Paul is clear that the EOT is not about employees buying shares or taking on risk.

“The employees don’t have to pay to buy the company,” he says. “They’re stakeholders. They’re rewarded for their contribution. That’s the difference.”

“You’re not a number here”

For both founders, one of the strongest arguments for employee ownership is what it signals to current and future staff.

“You’re not just a number on a payroll,” Paul says. “You’re a stakeholder. Your voice is still heard.”

Stuart contrasts this with much of the current market.

“A lot of the large building control organisations are owned by overseas corporations,” he says. “The profits go to shareholders. In an EOT, you’ve got a direct influence. You’re working for a British, independent company, and that matters to a lot of people.”

They believe this will become increasingly important in attracting people who care about the profession itself.

“If you’re passionate about building control,” Paul says, “this gives you a reason to choose Salus over somewhere bigger, but more corporate.”

Leadership after ownership

Employee ownership does not mean the absence of leadership. In fact, Paul and Stuart see it as requiring stronger, more intentional leadership.

Paul has stepped back from the main board and now sees his role as mentor.

“My responsibility now is about supporting the next generation of directors,” he explains. “Helping them move from managing teams to leading an organisation.”

Stuart agrees.

“We’ve made plenty of mistakes over the years,” he says. “That experience is valuable.
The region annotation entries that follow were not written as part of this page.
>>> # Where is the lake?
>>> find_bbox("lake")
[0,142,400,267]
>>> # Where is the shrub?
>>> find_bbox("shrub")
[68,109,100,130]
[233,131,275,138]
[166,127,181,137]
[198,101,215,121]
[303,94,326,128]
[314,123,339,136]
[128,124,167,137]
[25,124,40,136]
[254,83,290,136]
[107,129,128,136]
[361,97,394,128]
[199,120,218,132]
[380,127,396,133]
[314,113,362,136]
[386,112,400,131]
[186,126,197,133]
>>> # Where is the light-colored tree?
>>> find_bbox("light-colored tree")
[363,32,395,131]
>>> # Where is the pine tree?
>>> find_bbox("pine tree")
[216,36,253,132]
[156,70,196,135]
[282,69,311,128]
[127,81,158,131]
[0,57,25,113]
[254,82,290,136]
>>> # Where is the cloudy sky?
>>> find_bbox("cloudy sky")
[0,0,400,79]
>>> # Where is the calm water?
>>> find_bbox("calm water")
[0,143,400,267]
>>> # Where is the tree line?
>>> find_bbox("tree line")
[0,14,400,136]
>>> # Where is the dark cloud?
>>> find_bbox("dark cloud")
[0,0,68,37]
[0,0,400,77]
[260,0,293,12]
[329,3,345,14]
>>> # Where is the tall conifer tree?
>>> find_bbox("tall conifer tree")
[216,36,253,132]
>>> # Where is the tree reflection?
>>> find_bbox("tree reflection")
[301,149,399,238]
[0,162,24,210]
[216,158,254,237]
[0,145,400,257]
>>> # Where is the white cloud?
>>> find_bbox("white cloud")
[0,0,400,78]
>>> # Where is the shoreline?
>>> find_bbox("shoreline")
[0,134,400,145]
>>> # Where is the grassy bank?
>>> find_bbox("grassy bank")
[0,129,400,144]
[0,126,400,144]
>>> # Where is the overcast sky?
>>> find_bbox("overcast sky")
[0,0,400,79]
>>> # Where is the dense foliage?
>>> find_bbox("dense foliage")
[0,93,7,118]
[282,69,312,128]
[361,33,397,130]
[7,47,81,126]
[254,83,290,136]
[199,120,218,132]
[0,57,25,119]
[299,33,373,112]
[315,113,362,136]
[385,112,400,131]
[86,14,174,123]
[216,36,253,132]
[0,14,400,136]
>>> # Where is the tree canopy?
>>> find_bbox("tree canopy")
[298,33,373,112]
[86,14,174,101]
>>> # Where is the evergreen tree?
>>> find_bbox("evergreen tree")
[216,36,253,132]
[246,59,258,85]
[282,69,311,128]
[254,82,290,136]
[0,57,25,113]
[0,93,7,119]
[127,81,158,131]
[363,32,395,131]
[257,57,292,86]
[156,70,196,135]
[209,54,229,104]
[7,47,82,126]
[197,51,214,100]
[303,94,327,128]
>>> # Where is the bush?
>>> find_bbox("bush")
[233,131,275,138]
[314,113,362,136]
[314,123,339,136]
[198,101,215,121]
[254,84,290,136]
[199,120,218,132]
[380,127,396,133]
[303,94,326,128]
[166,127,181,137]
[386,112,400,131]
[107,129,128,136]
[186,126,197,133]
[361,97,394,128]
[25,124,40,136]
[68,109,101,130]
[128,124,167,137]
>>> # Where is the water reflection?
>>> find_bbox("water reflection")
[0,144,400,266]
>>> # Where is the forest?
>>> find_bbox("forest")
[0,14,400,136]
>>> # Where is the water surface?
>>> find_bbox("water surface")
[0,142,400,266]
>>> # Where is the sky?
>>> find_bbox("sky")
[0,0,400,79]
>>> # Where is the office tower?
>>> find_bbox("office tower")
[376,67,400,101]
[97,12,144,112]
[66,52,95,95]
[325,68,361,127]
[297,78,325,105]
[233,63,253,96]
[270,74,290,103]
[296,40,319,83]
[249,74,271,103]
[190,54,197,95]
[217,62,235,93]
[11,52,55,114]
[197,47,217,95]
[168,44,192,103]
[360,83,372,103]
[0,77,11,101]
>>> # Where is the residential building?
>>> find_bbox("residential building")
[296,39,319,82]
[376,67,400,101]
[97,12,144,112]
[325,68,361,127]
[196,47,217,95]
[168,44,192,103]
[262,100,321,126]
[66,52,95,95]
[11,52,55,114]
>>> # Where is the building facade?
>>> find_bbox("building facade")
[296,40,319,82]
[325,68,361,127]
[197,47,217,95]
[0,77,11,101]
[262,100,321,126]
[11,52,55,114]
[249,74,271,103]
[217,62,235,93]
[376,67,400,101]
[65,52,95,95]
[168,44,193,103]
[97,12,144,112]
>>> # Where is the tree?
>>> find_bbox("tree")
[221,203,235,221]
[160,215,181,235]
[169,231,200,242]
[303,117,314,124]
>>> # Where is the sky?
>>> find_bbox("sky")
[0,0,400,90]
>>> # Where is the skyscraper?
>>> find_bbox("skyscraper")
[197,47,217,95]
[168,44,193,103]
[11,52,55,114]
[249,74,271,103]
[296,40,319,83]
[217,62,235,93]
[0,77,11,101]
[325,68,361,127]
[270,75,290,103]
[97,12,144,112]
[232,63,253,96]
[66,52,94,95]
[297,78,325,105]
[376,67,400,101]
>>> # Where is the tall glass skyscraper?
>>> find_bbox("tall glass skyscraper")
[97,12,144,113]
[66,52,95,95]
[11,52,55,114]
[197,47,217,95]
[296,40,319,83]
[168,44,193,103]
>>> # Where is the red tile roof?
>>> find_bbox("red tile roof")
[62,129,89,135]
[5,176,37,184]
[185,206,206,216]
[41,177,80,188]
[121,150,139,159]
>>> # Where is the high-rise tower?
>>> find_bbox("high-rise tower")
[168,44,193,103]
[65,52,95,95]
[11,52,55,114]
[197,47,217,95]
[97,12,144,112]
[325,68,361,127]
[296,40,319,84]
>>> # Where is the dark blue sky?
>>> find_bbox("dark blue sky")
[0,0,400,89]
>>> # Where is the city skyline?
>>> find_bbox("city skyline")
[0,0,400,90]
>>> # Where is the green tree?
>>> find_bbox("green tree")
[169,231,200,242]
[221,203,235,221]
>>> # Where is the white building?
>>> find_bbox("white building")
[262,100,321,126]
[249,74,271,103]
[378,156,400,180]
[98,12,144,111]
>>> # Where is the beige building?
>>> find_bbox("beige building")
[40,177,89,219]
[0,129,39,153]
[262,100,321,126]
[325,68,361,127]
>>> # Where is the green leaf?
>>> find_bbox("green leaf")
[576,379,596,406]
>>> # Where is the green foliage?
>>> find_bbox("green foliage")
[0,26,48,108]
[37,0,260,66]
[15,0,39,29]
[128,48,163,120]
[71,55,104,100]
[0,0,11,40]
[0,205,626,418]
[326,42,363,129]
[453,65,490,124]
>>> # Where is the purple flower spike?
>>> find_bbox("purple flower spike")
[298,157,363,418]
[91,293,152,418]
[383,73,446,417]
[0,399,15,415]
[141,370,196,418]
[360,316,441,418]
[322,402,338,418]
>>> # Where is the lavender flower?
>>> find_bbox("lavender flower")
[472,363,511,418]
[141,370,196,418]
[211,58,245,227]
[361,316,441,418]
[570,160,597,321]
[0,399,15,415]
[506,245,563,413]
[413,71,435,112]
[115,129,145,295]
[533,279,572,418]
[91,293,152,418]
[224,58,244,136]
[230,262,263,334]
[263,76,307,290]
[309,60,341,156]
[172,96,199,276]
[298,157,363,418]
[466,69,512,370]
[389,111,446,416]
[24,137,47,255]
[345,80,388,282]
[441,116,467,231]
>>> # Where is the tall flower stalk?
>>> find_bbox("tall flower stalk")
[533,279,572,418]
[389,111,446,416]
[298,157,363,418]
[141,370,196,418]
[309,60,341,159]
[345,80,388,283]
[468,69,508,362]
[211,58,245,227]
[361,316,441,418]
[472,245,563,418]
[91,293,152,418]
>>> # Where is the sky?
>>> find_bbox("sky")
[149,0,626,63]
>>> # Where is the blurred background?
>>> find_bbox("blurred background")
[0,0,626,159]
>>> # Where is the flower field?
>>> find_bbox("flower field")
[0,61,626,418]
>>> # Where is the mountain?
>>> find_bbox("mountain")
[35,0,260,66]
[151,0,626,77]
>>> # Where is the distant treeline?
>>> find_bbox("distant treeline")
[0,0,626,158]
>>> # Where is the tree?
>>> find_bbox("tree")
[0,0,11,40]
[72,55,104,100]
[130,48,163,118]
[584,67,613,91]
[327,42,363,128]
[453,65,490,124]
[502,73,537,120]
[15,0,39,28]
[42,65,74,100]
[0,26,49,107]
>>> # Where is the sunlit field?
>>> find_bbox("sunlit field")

The key now is passing that on.”

Under the EOT, progression is no longer capped.

“Before, you could only go so far,” Paul says. “Now, you can go as far as you like.”

What success looks like

When asked what success looks like in five or ten years’ time, neither founder talks about exits or valuations.

“Success is the Salus name being stronger than it is now,” Paul says. “Showing that you can evolve and come out better.”

For Stuart, it comes back to people.

“Retention of staff is everything,” he says. “That’s why we’ve done this. If people stay, if they grow, if they’re proud of where they work — that’s success.”

Profitability matters too, but for a reason.

“If the business does well,” Stuart adds, “we can pay people properly. That supports retention. It’s all connected.”

A business built to outlast its founders

Perhaps the clearest statement comes when Paul compares employee ownership with selling.

“Selling would have been destabilising,” he says. “This is the opposite. This is about strengthening the business for the long term.”

Salus’s transition to an Employee Ownership Trust is not a reinvention. It is a formal recognition of what has always been true: the company works because of its people, and its future depends on putting them first.

As Stuart puts it simply:

“We’re not walking away. We’re building for what comes next.”